19 November 2012

Jonathan Richman - Corner Store


Alright, it's not about a record shop as such but a Jonathan Richman song from the above album seems the most appropriate way of following the previous post. When the chorus, with its nonsense words, swells up for the first time (about 1.44 in) it seems stupid, old fashioned and odd - yet a joyous release, as though it does indeed embody the store, is the "ghost smell", the "old wooden smell" made audible, the shop magically - well, re-stored, I suppose you'd have to cry it.
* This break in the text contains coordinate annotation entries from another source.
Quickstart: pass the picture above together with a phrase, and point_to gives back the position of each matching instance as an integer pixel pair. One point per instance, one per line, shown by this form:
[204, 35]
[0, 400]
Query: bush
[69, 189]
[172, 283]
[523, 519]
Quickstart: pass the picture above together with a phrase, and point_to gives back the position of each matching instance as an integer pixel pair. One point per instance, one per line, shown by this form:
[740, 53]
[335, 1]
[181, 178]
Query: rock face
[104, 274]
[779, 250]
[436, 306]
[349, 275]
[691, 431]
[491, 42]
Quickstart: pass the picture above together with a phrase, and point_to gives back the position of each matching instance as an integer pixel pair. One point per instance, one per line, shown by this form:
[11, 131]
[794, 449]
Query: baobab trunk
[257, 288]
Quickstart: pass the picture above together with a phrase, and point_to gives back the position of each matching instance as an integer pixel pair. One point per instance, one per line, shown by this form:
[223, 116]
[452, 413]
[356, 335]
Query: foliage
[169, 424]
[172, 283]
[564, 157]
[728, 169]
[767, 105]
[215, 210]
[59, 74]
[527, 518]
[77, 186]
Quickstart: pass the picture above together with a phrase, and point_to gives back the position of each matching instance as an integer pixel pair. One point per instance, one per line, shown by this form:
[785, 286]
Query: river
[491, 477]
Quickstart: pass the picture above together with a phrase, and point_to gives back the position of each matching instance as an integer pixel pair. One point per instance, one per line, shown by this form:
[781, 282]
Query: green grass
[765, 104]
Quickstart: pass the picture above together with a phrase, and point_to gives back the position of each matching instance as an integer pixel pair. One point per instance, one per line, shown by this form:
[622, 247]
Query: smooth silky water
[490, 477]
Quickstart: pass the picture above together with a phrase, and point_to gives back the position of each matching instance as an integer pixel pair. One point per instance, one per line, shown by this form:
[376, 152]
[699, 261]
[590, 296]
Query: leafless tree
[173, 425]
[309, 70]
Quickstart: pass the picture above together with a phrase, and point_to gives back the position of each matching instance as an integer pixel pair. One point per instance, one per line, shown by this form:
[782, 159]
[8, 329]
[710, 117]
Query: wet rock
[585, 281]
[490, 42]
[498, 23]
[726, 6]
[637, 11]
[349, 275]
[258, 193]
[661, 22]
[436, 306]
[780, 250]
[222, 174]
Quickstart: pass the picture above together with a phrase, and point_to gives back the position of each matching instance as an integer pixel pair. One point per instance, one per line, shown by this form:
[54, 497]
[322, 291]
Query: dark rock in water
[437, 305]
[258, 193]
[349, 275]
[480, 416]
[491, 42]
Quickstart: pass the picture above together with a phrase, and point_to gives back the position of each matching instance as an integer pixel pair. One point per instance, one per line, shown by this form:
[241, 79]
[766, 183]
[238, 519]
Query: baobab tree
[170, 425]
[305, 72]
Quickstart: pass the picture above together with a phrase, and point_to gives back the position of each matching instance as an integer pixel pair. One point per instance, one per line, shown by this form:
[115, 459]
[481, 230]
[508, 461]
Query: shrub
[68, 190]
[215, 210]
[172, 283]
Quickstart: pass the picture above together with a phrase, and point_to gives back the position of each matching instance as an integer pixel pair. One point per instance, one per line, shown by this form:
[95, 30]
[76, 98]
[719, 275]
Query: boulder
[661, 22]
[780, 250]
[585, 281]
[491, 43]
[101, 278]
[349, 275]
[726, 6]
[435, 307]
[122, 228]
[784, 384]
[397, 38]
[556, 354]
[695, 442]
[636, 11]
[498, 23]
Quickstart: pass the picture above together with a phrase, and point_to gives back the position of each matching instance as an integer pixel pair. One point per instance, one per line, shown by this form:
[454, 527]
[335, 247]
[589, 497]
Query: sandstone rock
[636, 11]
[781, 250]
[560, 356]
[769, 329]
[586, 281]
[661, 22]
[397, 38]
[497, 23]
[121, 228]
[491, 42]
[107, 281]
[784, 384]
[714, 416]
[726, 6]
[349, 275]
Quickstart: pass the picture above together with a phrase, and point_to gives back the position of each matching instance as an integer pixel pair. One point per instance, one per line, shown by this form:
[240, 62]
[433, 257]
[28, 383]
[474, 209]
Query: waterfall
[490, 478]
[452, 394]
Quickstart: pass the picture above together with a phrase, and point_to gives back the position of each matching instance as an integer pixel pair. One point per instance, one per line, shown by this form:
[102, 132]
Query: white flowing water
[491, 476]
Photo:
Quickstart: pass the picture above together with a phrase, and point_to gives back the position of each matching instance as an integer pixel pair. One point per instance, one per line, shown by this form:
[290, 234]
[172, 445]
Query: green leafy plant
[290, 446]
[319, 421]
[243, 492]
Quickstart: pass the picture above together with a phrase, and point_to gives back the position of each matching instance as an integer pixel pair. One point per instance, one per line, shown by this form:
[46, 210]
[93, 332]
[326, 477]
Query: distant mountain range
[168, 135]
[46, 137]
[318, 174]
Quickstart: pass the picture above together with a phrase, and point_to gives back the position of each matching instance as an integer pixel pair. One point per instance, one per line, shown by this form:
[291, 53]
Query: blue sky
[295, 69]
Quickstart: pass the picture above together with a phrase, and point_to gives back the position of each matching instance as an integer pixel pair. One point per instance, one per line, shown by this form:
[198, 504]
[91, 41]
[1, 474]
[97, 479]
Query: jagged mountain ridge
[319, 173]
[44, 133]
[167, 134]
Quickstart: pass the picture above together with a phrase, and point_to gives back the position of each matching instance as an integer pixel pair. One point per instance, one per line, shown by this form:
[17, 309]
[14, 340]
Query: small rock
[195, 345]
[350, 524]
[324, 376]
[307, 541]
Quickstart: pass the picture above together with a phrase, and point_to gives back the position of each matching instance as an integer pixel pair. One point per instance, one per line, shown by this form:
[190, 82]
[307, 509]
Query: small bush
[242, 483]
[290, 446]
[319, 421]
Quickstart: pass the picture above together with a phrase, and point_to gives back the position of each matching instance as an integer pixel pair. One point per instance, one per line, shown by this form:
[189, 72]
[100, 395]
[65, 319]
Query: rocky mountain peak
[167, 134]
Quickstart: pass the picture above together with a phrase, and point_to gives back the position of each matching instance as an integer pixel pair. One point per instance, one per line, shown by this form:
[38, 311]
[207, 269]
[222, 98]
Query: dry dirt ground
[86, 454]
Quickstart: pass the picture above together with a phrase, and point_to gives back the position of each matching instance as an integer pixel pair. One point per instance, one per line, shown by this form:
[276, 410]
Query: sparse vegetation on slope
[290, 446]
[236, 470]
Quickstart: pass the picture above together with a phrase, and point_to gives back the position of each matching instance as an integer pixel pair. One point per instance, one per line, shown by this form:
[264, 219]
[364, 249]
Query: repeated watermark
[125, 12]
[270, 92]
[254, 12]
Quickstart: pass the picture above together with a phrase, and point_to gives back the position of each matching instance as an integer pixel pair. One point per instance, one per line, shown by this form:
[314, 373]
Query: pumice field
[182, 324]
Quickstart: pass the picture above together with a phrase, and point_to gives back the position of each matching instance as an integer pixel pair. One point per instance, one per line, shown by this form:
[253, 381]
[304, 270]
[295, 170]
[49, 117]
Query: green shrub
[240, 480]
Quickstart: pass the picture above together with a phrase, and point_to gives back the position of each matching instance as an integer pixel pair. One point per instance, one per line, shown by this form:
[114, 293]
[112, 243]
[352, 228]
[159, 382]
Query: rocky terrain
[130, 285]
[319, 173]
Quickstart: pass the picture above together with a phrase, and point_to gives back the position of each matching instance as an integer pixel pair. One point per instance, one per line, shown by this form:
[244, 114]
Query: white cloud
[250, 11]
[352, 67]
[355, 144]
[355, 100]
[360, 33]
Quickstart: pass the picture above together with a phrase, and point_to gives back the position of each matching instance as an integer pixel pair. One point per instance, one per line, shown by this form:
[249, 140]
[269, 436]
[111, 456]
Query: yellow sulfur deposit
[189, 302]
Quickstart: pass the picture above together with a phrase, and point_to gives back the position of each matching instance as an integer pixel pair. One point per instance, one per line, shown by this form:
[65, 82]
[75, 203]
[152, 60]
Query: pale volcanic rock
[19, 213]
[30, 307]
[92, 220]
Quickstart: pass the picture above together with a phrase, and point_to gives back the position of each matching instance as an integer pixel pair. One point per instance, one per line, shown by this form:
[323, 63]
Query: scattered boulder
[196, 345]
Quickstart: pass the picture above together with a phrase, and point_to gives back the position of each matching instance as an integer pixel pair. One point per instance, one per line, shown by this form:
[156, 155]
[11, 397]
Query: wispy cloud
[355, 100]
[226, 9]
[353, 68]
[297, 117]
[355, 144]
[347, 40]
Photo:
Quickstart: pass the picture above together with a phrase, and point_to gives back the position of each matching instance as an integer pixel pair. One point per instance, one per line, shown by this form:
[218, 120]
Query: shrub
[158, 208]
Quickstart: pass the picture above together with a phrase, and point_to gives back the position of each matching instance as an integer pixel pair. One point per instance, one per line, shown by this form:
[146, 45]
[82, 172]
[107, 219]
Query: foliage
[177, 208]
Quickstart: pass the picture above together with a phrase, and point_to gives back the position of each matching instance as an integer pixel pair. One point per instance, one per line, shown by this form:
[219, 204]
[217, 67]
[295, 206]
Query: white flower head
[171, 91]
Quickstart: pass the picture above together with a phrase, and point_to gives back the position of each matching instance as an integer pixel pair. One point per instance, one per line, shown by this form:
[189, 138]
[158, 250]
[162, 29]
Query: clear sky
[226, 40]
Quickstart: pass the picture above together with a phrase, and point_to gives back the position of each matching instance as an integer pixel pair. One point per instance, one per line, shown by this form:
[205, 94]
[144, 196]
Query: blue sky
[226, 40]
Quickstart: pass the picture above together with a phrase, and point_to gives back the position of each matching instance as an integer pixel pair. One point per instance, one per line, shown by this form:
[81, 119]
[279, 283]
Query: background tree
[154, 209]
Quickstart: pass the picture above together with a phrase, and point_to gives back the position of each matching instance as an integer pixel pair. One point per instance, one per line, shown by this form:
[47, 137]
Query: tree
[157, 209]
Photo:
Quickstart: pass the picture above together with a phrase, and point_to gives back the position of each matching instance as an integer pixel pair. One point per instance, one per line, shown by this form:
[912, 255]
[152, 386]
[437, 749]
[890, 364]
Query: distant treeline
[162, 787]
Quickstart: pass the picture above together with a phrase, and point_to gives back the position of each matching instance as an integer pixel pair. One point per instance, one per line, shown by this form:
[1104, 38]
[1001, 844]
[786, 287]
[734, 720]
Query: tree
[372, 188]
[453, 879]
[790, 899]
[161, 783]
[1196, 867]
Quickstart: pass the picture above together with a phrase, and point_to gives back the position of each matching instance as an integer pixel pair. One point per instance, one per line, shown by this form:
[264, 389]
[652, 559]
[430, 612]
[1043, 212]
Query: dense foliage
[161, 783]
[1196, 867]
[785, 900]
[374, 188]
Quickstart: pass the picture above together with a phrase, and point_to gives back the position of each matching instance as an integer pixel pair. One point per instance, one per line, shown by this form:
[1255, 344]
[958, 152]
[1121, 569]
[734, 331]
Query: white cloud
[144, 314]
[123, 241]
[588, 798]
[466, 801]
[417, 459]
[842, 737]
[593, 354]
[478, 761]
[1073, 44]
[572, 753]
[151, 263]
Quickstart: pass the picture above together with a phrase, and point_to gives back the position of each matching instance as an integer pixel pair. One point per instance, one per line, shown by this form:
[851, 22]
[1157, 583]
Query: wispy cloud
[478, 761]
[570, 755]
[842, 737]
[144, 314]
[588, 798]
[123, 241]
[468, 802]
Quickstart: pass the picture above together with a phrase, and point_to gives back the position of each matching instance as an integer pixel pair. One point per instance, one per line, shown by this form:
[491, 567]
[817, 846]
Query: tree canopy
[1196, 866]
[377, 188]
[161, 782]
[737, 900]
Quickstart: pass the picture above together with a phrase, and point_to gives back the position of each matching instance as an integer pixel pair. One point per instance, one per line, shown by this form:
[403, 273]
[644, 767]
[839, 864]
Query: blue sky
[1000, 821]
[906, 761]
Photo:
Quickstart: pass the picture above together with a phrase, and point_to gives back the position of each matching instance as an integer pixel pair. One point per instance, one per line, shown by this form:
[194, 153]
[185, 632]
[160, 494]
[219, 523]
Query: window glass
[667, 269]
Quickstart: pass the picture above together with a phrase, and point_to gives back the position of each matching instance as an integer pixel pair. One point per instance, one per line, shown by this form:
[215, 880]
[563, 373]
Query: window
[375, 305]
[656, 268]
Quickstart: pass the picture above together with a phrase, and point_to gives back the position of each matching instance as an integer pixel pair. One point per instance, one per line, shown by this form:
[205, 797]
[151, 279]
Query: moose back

I walked past the MADD shop, former home of Cheapo Cheapo Records, only a few days ago. Having already sampled its expensive wares I didn't feel the urge to go in, though the interior seemed to have been changed around a little, from what I could glimpse from outside. But I understood why people engage in all that blue plaque malarkey: the wish for some kind of marker. Other things happened in that place and they shouldn't be forgotten, even if they are only of interest to a limited number of people - as it might be, the plaque committee.

And I have been plagued by the thought of one thing I could have done which I didn't: I could have hoovered up Cheapo's nostalgia LPs on the World Records label when the opportunity was there (as described in this post).

Whether or not I intended to play them it would have felt like I was buying back a part of my past, a memory which was partly Cheapo itself and partly the local library with its pvc smell wherein I first became acquainted with World Records (no, not in the bad Andy Kershaw way: "bat's wing melodies," as Ken Tynan would have put it, issued by an offshoot of EMI).

But I do have - and I think I found it in Cheapo, though I'm not sure - a second copy of a cassette entitled The Golden Age of Hutch, and I cannot begin to convey what it brings back.

As the Sound It Out owner said, records are memories.


 And memories don't leave like mango-based desserts do - or don't, at any rate, depart the system with the celerity of such lunchtime treats.